Senate debates

Tuesday, 23 September 2014

Questions without Notice: Take Note of Answers

Indigenous Affairs

3:19 pm

Photo of John WilliamsJohn Williams (NSW, National Party) Share this | Hansard source

I would like to contribute to this debate. I, like Senator Sterle, spent some time in Aboriginal communities back in my days of driving trucks in the 1970s. It was interesting. We would go up to Yunta, out on the road to Wertaloona Station—Bob Wilson owned the property. Four or five trucks might pull up at two or three o'clock in the afternoon and settle down for the day, to load at daylight next morning. When we arrived at the station, there were two or three Aboriginal stockmen in the yards drafting cattle. It was hot and dusty and there they were with their horses tied up under the trees—great workers, great Australians and very proud of what they were doing.

Money does not solve problems. I will tell you what we did: we threw money at the problem. I doubt whether there are many Aboriginal Australians employed in the Flinders Ranges now on those stations. In fact, I took previous minister Mark Arbib out to Wilcannia, where I learnt of this disgusting situation: the average lifespan of an Aboriginal man in Wilcannia is 33 years. That is disgraceful. I ask this question of people: find me somewhere in the world that has an average lifespan of 33 years or worse. I do not think you could find one. This is what we have done.

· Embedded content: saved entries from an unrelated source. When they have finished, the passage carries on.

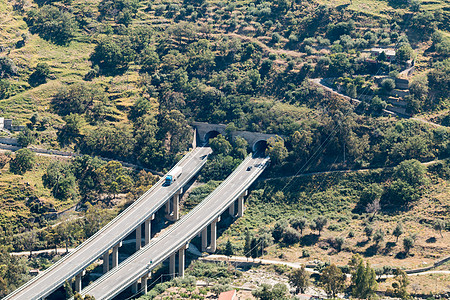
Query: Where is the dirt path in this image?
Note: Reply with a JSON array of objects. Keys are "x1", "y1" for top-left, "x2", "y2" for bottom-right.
[{"x1": 201, "y1": 255, "x2": 450, "y2": 277}]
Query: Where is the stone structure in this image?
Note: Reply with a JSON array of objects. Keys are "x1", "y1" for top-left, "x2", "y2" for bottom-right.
[{"x1": 192, "y1": 122, "x2": 280, "y2": 152}]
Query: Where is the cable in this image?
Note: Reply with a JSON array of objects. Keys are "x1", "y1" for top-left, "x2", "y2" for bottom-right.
[{"x1": 276, "y1": 8, "x2": 418, "y2": 193}]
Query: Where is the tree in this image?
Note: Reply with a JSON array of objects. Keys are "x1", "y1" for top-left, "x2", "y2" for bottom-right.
[
  {"x1": 28, "y1": 63, "x2": 50, "y2": 87},
  {"x1": 90, "y1": 36, "x2": 135, "y2": 74},
  {"x1": 0, "y1": 56, "x2": 18, "y2": 78},
  {"x1": 360, "y1": 183, "x2": 383, "y2": 207},
  {"x1": 393, "y1": 223, "x2": 404, "y2": 242},
  {"x1": 224, "y1": 240, "x2": 234, "y2": 257},
  {"x1": 10, "y1": 148, "x2": 36, "y2": 175},
  {"x1": 433, "y1": 219, "x2": 445, "y2": 238},
  {"x1": 352, "y1": 259, "x2": 377, "y2": 299},
  {"x1": 265, "y1": 136, "x2": 288, "y2": 164},
  {"x1": 63, "y1": 280, "x2": 74, "y2": 298},
  {"x1": 392, "y1": 269, "x2": 409, "y2": 299},
  {"x1": 272, "y1": 219, "x2": 288, "y2": 241},
  {"x1": 393, "y1": 159, "x2": 427, "y2": 187},
  {"x1": 403, "y1": 236, "x2": 414, "y2": 255},
  {"x1": 312, "y1": 216, "x2": 328, "y2": 235},
  {"x1": 320, "y1": 264, "x2": 346, "y2": 298},
  {"x1": 396, "y1": 44, "x2": 413, "y2": 63},
  {"x1": 381, "y1": 78, "x2": 396, "y2": 92},
  {"x1": 27, "y1": 5, "x2": 77, "y2": 45},
  {"x1": 290, "y1": 217, "x2": 307, "y2": 235},
  {"x1": 409, "y1": 76, "x2": 429, "y2": 101},
  {"x1": 17, "y1": 128, "x2": 35, "y2": 147},
  {"x1": 96, "y1": 161, "x2": 133, "y2": 198},
  {"x1": 282, "y1": 227, "x2": 301, "y2": 245},
  {"x1": 244, "y1": 229, "x2": 252, "y2": 260},
  {"x1": 364, "y1": 225, "x2": 373, "y2": 240},
  {"x1": 335, "y1": 236, "x2": 345, "y2": 252},
  {"x1": 289, "y1": 265, "x2": 310, "y2": 294},
  {"x1": 43, "y1": 161, "x2": 78, "y2": 200},
  {"x1": 372, "y1": 229, "x2": 384, "y2": 249},
  {"x1": 52, "y1": 82, "x2": 108, "y2": 117},
  {"x1": 209, "y1": 134, "x2": 232, "y2": 155},
  {"x1": 252, "y1": 283, "x2": 289, "y2": 300}
]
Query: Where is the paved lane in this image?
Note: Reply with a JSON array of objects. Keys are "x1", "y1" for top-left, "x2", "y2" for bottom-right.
[{"x1": 6, "y1": 147, "x2": 212, "y2": 300}]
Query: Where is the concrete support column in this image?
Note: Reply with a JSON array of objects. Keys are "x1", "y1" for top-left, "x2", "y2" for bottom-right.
[
  {"x1": 74, "y1": 273, "x2": 82, "y2": 293},
  {"x1": 112, "y1": 242, "x2": 122, "y2": 268},
  {"x1": 141, "y1": 274, "x2": 148, "y2": 294},
  {"x1": 238, "y1": 191, "x2": 247, "y2": 217},
  {"x1": 131, "y1": 281, "x2": 138, "y2": 294},
  {"x1": 136, "y1": 224, "x2": 142, "y2": 251},
  {"x1": 228, "y1": 201, "x2": 235, "y2": 217},
  {"x1": 209, "y1": 217, "x2": 219, "y2": 253},
  {"x1": 172, "y1": 192, "x2": 180, "y2": 220},
  {"x1": 144, "y1": 214, "x2": 154, "y2": 245},
  {"x1": 178, "y1": 244, "x2": 188, "y2": 278},
  {"x1": 165, "y1": 200, "x2": 171, "y2": 216},
  {"x1": 169, "y1": 253, "x2": 176, "y2": 278},
  {"x1": 201, "y1": 227, "x2": 208, "y2": 252},
  {"x1": 103, "y1": 251, "x2": 109, "y2": 274}
]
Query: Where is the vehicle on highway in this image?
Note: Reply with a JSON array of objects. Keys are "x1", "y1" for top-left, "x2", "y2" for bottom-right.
[
  {"x1": 165, "y1": 166, "x2": 183, "y2": 185},
  {"x1": 246, "y1": 166, "x2": 252, "y2": 171}
]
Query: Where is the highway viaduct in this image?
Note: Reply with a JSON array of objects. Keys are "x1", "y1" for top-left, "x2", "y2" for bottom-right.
[
  {"x1": 6, "y1": 123, "x2": 278, "y2": 300},
  {"x1": 77, "y1": 153, "x2": 270, "y2": 299}
]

I am saying this to Senator Sterle and others here: when it comes to passion about our First Australians, no-one in this chamber has a greater passion for our First Australians than Senator Scullion, the Leader of the Nationals in the Senate. It is his passion and he is determined to do whatever he can to get best value for the taxpayer's dollar in assisting these people who need so much assistance. Education is the first thing, and I am very proud of what our minister is doing in relation to getting kids to school. Where are they going to go in this world without an education? What future do they have? Sure, there are traditional jobs out there, and a great history and culture, but we have to help these people get jobs and the first part of that is education. Mr Deputy President Marshall, you know full well we inherited a budget mess. We inherited $320 billion of gross debt when we were won government on 7 September last year. A billion rolls off the tongue pretty easily, doesn't it? One million and one billion—let us just focus on those amounts. Put that figure into seconds: one million seconds in time is 11½ days. In 11½ days we go through a million seconds. One billion seconds in time is 31.7 years. There is a big difference between one million and one billion, and we are talking billions.

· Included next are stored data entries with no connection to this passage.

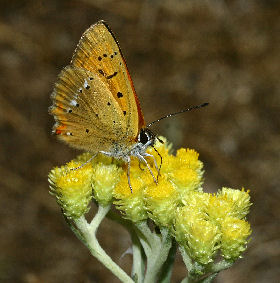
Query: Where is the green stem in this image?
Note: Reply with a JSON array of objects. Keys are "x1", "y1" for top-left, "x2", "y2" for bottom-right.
[
  {"x1": 179, "y1": 246, "x2": 202, "y2": 283},
  {"x1": 106, "y1": 210, "x2": 145, "y2": 282},
  {"x1": 180, "y1": 254, "x2": 233, "y2": 283},
  {"x1": 179, "y1": 245, "x2": 193, "y2": 273},
  {"x1": 135, "y1": 221, "x2": 155, "y2": 257},
  {"x1": 158, "y1": 240, "x2": 177, "y2": 283},
  {"x1": 135, "y1": 222, "x2": 172, "y2": 283},
  {"x1": 131, "y1": 231, "x2": 145, "y2": 283},
  {"x1": 199, "y1": 273, "x2": 218, "y2": 283},
  {"x1": 209, "y1": 259, "x2": 233, "y2": 273},
  {"x1": 74, "y1": 205, "x2": 134, "y2": 283},
  {"x1": 196, "y1": 259, "x2": 233, "y2": 282}
]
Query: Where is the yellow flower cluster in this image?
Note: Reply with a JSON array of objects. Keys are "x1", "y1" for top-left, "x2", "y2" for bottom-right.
[
  {"x1": 48, "y1": 137, "x2": 252, "y2": 264},
  {"x1": 174, "y1": 189, "x2": 251, "y2": 264},
  {"x1": 49, "y1": 160, "x2": 93, "y2": 219},
  {"x1": 114, "y1": 138, "x2": 204, "y2": 223}
]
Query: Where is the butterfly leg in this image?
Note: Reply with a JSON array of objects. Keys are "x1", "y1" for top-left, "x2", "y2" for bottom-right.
[
  {"x1": 142, "y1": 152, "x2": 161, "y2": 182},
  {"x1": 126, "y1": 156, "x2": 133, "y2": 193},
  {"x1": 137, "y1": 154, "x2": 158, "y2": 185},
  {"x1": 71, "y1": 152, "x2": 98, "y2": 170}
]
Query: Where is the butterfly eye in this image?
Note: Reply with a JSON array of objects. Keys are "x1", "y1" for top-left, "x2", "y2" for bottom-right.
[{"x1": 139, "y1": 129, "x2": 150, "y2": 145}]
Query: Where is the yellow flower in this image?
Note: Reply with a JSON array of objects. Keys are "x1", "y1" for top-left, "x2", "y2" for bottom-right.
[
  {"x1": 113, "y1": 164, "x2": 149, "y2": 222},
  {"x1": 207, "y1": 194, "x2": 236, "y2": 223},
  {"x1": 207, "y1": 187, "x2": 252, "y2": 225},
  {"x1": 174, "y1": 188, "x2": 252, "y2": 264},
  {"x1": 181, "y1": 191, "x2": 210, "y2": 213},
  {"x1": 92, "y1": 161, "x2": 122, "y2": 206},
  {"x1": 144, "y1": 176, "x2": 179, "y2": 227},
  {"x1": 113, "y1": 137, "x2": 205, "y2": 223},
  {"x1": 176, "y1": 148, "x2": 203, "y2": 174},
  {"x1": 217, "y1": 187, "x2": 252, "y2": 219},
  {"x1": 174, "y1": 206, "x2": 220, "y2": 265},
  {"x1": 220, "y1": 216, "x2": 252, "y2": 260},
  {"x1": 48, "y1": 160, "x2": 93, "y2": 219}
]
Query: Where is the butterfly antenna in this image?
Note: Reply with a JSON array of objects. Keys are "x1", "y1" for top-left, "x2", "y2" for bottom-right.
[{"x1": 147, "y1": 102, "x2": 209, "y2": 128}]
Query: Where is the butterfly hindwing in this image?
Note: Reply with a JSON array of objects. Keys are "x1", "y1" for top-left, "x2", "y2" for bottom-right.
[{"x1": 50, "y1": 66, "x2": 128, "y2": 152}]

The IAS, the Indigenous Advancement Strategy, is a major refocusing of Indigenous funding, streamlining over 150 programs and services from eight government departments—I repeat: eight government departments—into just five streams. These are: (1) jobs, land and economy; (2) children and schooling; (3) safety and wellbeing; (4) culture and capability; and (5) remote Australian strategies. Together they constitute the $4.8 billion Indigenous Advancement Strategy or IAS—a most important scheme.

To say that that is being cut—well, for Senator McLucas, I will put it into context. Those front-line services are not being cut. We do have a budget problem. Every Australian realises we have a budget problem. We inherited that budget problem from you, the financial messes on that side of the chamber, who have a history, a legacy, of sending the place broke, whether it be the state of Queensland, Victoria in the late eighties, South Australia, Western Australia or Tasmania—you name it, that is your legacy of spending money and borrowing up to the hilt.

We have to make every dollar count. That is what our Indigenous affairs minister, Senator Scullion, and the Prime Minister, Mr Abbott, are making their utmost and best effort to do: to make sure that the dollars get to the forefront so that we get the education, the health and the exercise, and so that we especially look after those in very remote areas who need so much assistance.

The claim that the Family Violence Prevention Legal Services are not eligible for funding under the government's Indigenous Advancement Strategy is incorrect; they can apply, and I encourage them to do so. I will repeat that: the claim that the Family Violence Prevention Legal Services are not eligible for funding under the government's Indigenous Advancement Strategy is incorrect; they can apply, and I encourage them to do so.

The Indigenous Advancement Strategy funding round opened on 8 September and will close on 17 October. Time restricts me from going on, but I will say that to make this a political issue, a partisan issue, is simply wrong, and it is those opposite trying to get political points.